La ricostruzione unghie con cartina è un metodo che a Roma viene utilizzato quando la cliente non gradisce l’applicazione delle classiche tips, preferendo un allungamento limitato eseguito con il gel o con l’acrilico.

Come viene eseguita la ricostruzione unghie con cartina?

A Roma la ricostruzione unghie con cartina viene effettuata nel seguente modo:
  • eliminazione delle cuticole ottenuta spingendole all’interno con un bastoncino d’arancio;
  • preparazione dell’unghia naturale con opacizzazione tramite un buffer e pulizia con uno sgrassante;
  • applicazione della cartina sotto l’unghia naturale, attaccandola al dito con l’apposito adesivo;
  • stesura sull’unghia di un primer antimicotico;
  • stesura del materiale di lavorazione (gel o acrilico).
A questo punto la lavorazione della ricostruzione con cartina si differenzia in base alla scelta del materiale ma in ogni caso, dopo aver creato il giusto spessore, viene rimossa la cartina utilizzata come guida e come supporto e viene limata l’unghia per darle la forma e la bombatura desiderata.

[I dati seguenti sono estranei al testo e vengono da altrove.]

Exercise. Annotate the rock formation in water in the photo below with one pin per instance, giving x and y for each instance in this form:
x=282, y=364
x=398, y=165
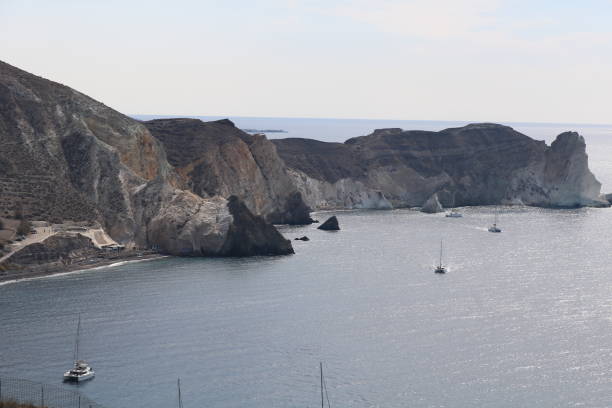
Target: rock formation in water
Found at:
x=432, y=205
x=331, y=224
x=217, y=158
x=478, y=164
x=64, y=155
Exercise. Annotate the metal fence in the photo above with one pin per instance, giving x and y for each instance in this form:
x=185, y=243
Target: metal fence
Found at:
x=42, y=395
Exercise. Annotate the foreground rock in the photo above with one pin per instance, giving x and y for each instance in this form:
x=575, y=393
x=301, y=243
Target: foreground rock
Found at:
x=432, y=205
x=331, y=224
x=478, y=164
x=217, y=158
x=179, y=222
x=64, y=155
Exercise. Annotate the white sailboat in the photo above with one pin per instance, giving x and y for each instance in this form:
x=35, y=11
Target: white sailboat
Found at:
x=178, y=384
x=324, y=395
x=494, y=227
x=81, y=370
x=440, y=268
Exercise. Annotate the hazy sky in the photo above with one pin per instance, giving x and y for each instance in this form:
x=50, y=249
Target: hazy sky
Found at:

Perché scegliere la ricostruzione unghie con cartina a Roma

La differenza sostanziale tra la ricostruzione unghie con tips e la ricostruzione unghie con cartina, riguarda sia la lunghezza dell’unghia ricostruita che la sua struttura.

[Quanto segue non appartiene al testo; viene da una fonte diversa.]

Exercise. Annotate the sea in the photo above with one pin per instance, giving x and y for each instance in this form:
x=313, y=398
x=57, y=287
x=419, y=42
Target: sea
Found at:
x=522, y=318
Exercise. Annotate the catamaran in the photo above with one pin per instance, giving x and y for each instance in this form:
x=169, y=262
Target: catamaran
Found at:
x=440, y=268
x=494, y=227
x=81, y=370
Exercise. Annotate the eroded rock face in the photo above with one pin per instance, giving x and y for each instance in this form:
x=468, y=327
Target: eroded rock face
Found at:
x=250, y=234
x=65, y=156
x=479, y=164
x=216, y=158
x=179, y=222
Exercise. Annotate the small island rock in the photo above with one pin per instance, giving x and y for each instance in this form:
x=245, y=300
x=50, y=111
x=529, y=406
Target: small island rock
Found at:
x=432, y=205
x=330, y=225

Nel caso della ricostruzione con tips, infatti, l’unghia può essere allungata anche di molti centimetri nonostante quella naturale sia ad esempio molto corta, perché si crea un sostegno stabile su cui eseguire l’intera ricostruzione; nel caso della ricostruzione con cartina, invece, il supporto diventa per l’appunto la cartina che funge solo da guida per la ricostruzione e che viene rimossa dopo aver fatto solidificare il materiale utilizzato (gel o acrilico).

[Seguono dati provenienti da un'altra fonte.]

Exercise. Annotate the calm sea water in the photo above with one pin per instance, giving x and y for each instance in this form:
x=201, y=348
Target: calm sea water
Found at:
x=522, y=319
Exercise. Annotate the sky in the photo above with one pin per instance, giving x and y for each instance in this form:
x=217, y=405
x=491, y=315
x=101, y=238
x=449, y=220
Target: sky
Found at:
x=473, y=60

Proprio per questo motivo l’allungamento dell’unghia nella ricostruzione con cartina è limitato, in media meno di 1 centimetro.
Generalmente la ricostruzione unghie con cartina a Roma viene consigliata a coloro che amano avere le mani curate ed esteticamente belle ma senza esagerare con la lunghezza dell’unghia stessa. Spesso l’allungamento con cartina viene anche suggerito alle ragazze che soffrono di onicofagia o a chi non ama ricostruzioni troppo artificiose, eccentriche e lunghe.